Without understanding, it deeply, there are a few meta-markers of quality:
they share their code
they manage to get results that are competitive with normal transformers (ViT’s on imagenet, Table 1, Table 3).
However
while claiming interpretability, on a quick click through, I can’t see many measurements or concrete examples of interpretability. There are the self attention maps in fig 17 but nothing else that strikes me.
Agreed. I’m working on a 3rd detailed reading, working my way through the math and references (the paper’s around 100 pages, so this isn’t a quick process) and will add more detail here on interpretability as I locate it. My recollection from previous readings is that the interpretability analysis they included was mostly of types commonly done on image-processing networks, not LLM interpretability, so I was less familiar with it.
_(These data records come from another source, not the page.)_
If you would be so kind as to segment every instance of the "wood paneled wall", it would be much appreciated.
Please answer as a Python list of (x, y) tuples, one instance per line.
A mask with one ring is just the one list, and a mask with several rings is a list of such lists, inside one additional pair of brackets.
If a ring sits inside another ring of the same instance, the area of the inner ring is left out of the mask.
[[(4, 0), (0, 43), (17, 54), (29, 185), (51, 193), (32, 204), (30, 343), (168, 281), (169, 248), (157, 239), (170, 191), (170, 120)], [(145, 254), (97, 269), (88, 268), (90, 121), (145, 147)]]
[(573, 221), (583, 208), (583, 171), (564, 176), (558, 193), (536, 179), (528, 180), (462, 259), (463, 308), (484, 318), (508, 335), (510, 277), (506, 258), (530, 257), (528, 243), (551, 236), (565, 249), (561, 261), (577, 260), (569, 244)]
I’m played around with ELK and so on. And my impression is that we don’t know how to read the hidden_states/residual stream (beyond like 80% accuracy, which isn’t good enougth. But learning a sparse representation (e.g. the sparse autoencoders paper from Anthropic) helps, and is seen as quite promising by people across the field (for example EleutherAI has a research effort).
So this does seem quite promising. Sadly, we would really need a foundation model of 7B+ parameters to test it well, which is quite expensive in terms of compute.
Does this paper come with extra train time compute costs?
Their interpretability results seem to be in section 4.3, and there are quite a number of them from a variety of different networks. I’m not very familiar with interpretability for image nets, but the model spontaneously learning to do high-quality image segmentation was fairly striking, as was it spontaneously doing subsegmentation for portions of objects such as finding a neuron that responded to animal’s heads and another that responded to their legs. That certainly looks like what I hope for if told that an image network was highly interpretable. The largest LLMs they trained were around the size of BERT and GPT-2, so their performance was pretty simple.